According to Fortune, Tom Grogan co-founded Wingstop UK and sold a majority stake for £400 million (about $532 million) after seven years of building the business from scratch. The 20-something entrepreneur went from construction worker to multimillionaire through a journey that included one cold email to Texas and 50 investor rejections before opening 57 restaurants. Despite the massive financial success, Grogan found life after the sale surprisingly boring and unfulfilling, describing the transition as “surreal” and admitting money doesn’t “fill that void.” He’s still renting rather than buying mansions or fast cars, and after taking the first half of this year off with cofounders Herman Sahota and Saul Lewin, he’s already planning to return to work. Grogan confirmed his next venture probably won’t be in food and beverages.
The entrepreneurial void
Here’s the thing about building something massive – it consumes your entire identity. Grogan spent seven years where the business was “all you think about,” and when that suddenly disappears, what’s left? It’s like running a marathon and then just… stopping. No more training, no more goals, just this weird emptiness where your purpose used to be.

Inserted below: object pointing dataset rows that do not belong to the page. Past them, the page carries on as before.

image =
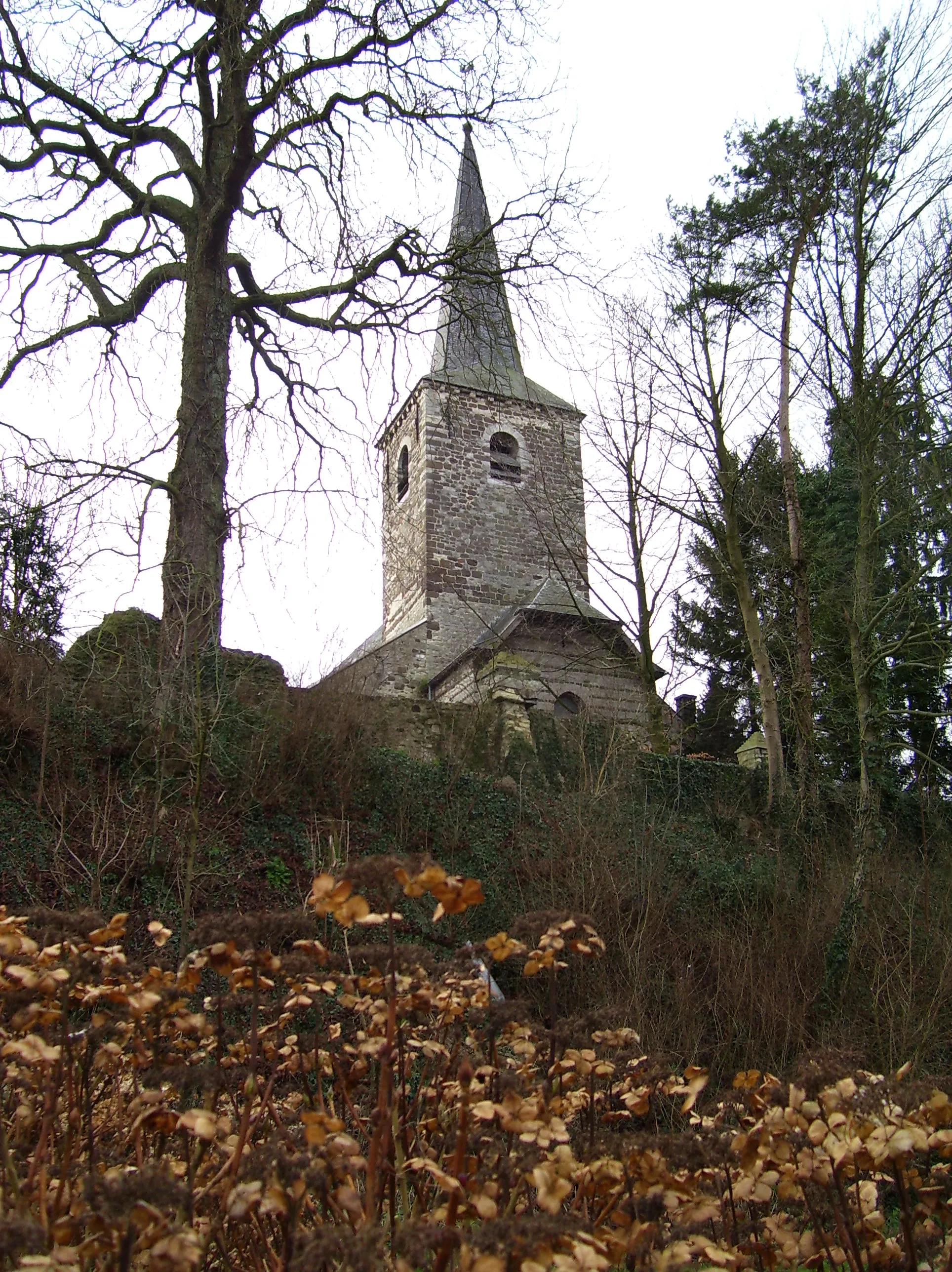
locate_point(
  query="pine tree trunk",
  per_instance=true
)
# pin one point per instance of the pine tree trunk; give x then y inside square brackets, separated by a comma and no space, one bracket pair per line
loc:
[770,712]
[803,643]
[194,566]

And he’s not alone in this feeling. Brian Chesky from Airbnb described his company’s IPO as “one of the saddest periods” of his life, despite becoming a billionaire. He thought success would bring him “all these people around me, all these friends, I’d have all this love.” Instead, he found himself lonelier than ever after pouring 18-hour days into his work for years.
Money doesn’t fix everything
Look, we all fantasize about what we’d do if we suddenly had millions. But Grogan’s experience shows that the reality is often different. He’s still renting, not buying mansions. He’s not collecting supercars. Instead, he’s discovering that managing wealth requires “a whole different skill set” from building businesses.
Basically, going from entrepreneur to money manager means learning about “financial instruments, stocks, bonds – all of that stuff that’s all new to us.” It’s a completely different game, and one that many founders aren’t particularly excited to play. The thrill isn’t in preserving wealth – it’s in creating it.
The need for purpose
Grogan puts it bluntly: “I can’t live life sat on a beach.” He needs “something to occupy our minds, to challenge ourselves.” That daily purpose to wake up for is what’s missing now. And honestly, how many of us would feel the same?
Think about it – we spend our lives chasing financial freedom, but what happens when we actually achieve it? Chesky described it perfectly: “At the bottom of the mountain, you have hope. But the problem is when you get to the top of the mountain oftentimes you are at the top by yourself, disconnected.”
Back to the grind
So what’s next for someone who’s already achieved what most entrepreneurs dream of? Grogan is already planning his return to work, though he’s wisely avoiding the food and beverage industry that made him rich. Smart move – why compete with your own success story?
The real question is whether the second act can ever match the thrill of the first. Building something from nothing has a certain magic that’s hard to replicate. But for entrepreneurs like Grogan, the alternative – sitting around being rich – seems even less appealing. The chase, it turns out, might be more satisfying than the catch.